だから、ローカル線の車窓から見える萌葱色や桃色な春の山や河川の脇に咲いている菜の花がとても美しく、新鮮に見えた。自然と、涙がこぼれていた。
本当は10年以上の仲の友人と行く予定だったのだけど、予定が合わず急遽ひとりで。ひとりの時間を大切にするための時間にしようとおもった。
駅をおり、観光協会で自転車(とヘルメット)を借り、前から行きたかったカフェに行く。
地元で自転車に乗るなんて、しかもヘルメットを被るなんて、中学生の時以来だった。
毎日ヘルメットとセーラー服(中には短パンジャージ)で通学していたあの頃。
その日は長めのスカートだったので、セーラー服で自転車を漕ぐ感覚ににていた。
目的地のカフェは、数年前に築150年の古民家をセルフリノベーションしてできたお店。地域おこし協力隊だった方がコーヒーの焙煎士としてお店を構えている。
カフェができる前からそのお店の方と知り合いだった。
自分はこのエッセイを書き始める前からコーヒーは日常の一部だった。カフェに行くのも大好きだった。でも、その方と出会って、コーヒーの知識や淹れ方を知って、より一層コーヒーが好きになった。
命の恩人ならぬコーヒーの恩人?なのかもしれない。
ひとりでゆっくりした。店内(というか室内?)には本棚があって、そこからコールハースのエッセイを見つけた。都市や地域を考える上で、コールハースは私にとって重要人物の一人だったので、うれしかった。1-2時間かけてじっくり読んだ。
自分と同年代となると、95%くらいの人は働いている。それに引け目を感じ続けてしまっている。そう思う必要ないのに。

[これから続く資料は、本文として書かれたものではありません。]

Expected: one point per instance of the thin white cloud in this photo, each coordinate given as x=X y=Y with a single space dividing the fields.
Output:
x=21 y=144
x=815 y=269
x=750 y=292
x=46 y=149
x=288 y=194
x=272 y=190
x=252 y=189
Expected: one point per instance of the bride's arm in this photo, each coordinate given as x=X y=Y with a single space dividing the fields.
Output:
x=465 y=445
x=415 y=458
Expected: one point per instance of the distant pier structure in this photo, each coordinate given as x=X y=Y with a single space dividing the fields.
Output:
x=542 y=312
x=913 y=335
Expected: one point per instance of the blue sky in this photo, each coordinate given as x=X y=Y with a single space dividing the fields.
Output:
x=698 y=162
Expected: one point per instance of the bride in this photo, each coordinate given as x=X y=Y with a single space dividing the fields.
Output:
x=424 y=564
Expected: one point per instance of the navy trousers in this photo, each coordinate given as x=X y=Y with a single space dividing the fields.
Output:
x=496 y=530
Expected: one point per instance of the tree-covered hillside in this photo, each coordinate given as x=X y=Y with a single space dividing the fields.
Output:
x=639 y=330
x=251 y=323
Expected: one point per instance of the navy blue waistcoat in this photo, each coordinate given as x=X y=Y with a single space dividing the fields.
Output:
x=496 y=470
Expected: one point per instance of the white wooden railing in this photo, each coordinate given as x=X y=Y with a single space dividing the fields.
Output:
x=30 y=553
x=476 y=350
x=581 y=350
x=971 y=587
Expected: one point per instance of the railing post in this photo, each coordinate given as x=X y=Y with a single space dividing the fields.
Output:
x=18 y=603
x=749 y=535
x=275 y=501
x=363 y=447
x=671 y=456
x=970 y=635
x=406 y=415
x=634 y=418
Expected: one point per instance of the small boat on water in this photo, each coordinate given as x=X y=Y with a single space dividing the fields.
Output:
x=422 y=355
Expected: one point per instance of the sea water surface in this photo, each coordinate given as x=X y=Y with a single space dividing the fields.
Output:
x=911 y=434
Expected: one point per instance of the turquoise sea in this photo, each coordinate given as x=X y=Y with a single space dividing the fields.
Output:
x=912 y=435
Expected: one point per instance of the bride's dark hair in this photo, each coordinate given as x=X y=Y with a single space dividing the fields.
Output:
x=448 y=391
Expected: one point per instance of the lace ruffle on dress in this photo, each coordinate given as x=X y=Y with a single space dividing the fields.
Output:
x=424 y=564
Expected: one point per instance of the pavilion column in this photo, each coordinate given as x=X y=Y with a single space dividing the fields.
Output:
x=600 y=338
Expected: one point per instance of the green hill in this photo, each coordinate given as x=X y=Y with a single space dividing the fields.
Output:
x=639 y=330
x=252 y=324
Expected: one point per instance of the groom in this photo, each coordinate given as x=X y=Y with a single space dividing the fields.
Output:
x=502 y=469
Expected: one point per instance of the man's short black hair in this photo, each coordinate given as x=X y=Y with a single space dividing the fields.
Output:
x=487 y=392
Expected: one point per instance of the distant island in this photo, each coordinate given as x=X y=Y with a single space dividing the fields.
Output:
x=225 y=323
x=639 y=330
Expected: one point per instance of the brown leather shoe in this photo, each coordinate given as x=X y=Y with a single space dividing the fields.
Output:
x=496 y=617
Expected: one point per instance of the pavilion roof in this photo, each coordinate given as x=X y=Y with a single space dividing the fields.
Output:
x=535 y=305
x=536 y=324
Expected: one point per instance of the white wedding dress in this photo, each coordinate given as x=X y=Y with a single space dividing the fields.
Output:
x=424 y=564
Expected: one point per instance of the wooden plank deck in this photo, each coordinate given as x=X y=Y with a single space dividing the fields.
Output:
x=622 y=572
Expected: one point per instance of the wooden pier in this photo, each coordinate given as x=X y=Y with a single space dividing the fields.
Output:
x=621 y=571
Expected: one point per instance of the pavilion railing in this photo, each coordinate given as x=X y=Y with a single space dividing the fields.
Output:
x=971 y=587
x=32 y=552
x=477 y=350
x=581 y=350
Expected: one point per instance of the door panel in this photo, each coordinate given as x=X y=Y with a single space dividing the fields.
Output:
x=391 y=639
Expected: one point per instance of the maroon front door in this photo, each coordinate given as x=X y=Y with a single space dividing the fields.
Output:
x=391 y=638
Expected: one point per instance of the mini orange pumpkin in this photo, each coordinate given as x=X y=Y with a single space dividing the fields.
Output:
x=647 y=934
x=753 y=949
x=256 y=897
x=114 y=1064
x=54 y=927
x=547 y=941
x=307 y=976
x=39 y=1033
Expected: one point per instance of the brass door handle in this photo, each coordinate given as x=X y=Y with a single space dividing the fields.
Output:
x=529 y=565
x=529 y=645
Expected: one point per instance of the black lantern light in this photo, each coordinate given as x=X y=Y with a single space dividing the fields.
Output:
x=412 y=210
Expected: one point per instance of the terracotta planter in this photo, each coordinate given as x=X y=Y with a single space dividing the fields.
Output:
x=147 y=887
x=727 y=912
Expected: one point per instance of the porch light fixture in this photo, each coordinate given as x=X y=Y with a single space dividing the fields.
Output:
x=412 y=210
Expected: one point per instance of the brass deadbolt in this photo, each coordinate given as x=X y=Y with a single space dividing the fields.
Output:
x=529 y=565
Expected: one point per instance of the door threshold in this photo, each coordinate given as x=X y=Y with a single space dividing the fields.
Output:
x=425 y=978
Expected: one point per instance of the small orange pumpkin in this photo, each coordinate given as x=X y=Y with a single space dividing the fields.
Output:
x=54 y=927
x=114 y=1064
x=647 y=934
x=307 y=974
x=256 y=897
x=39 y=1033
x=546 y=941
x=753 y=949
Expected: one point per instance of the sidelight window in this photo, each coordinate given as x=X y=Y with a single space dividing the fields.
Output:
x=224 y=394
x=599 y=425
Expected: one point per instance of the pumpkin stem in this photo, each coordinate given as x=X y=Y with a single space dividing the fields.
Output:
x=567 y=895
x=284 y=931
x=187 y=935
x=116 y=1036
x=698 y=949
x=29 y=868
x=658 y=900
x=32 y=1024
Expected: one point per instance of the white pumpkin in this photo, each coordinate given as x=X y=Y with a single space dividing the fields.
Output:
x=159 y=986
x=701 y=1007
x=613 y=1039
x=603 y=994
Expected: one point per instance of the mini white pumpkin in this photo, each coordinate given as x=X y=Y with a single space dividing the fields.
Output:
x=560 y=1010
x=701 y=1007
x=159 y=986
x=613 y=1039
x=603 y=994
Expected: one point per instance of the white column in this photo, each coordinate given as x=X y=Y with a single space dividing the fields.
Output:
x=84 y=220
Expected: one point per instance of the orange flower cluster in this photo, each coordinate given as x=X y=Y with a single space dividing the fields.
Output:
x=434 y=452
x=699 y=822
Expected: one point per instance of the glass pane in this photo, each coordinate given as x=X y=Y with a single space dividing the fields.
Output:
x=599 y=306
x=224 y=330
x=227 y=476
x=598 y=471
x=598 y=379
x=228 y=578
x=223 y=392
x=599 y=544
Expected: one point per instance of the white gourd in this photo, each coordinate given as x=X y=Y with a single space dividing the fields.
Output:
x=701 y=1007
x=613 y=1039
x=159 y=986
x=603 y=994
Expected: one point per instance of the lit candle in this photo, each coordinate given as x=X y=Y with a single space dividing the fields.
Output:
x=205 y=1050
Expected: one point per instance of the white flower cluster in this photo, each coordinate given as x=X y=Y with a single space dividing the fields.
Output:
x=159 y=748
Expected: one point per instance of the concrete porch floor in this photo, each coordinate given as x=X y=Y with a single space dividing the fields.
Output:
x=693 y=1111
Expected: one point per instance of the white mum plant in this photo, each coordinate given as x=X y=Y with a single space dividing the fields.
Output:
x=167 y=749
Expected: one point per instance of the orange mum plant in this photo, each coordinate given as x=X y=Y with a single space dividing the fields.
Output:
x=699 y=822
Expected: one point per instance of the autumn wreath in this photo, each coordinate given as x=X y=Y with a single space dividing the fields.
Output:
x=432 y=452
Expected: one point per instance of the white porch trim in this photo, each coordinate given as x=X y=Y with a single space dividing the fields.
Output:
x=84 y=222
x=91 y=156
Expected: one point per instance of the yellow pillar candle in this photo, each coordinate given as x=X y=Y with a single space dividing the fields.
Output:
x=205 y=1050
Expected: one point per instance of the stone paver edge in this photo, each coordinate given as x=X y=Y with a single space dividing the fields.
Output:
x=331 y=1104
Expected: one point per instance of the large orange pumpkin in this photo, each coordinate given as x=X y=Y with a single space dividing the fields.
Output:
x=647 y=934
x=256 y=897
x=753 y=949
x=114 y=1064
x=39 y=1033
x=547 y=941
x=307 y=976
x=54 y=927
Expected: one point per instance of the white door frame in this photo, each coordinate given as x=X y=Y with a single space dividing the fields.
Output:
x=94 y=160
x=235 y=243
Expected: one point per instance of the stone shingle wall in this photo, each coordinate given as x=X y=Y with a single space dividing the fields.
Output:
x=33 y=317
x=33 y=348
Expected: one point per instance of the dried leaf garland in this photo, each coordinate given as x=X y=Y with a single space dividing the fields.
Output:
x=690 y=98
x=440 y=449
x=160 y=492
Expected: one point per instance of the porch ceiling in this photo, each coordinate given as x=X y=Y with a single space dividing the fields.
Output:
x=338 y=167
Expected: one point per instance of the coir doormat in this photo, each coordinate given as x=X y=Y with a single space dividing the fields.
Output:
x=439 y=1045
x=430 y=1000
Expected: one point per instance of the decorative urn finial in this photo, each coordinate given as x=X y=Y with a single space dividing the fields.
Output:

この一年は諸事情で色々ゆっくりすることになった。悩ましいけど。こうするしかなかった。
そういう意味では、ゆっくりする良い週末に塗った気がする。
帰り際、店主さんと語った。続けることの大切さ、難しさ、距離感。
この辺の人は地方に住んでるのに、考え方や時間感覚が都市だねって。
研究のヒントにもなったかもしれない。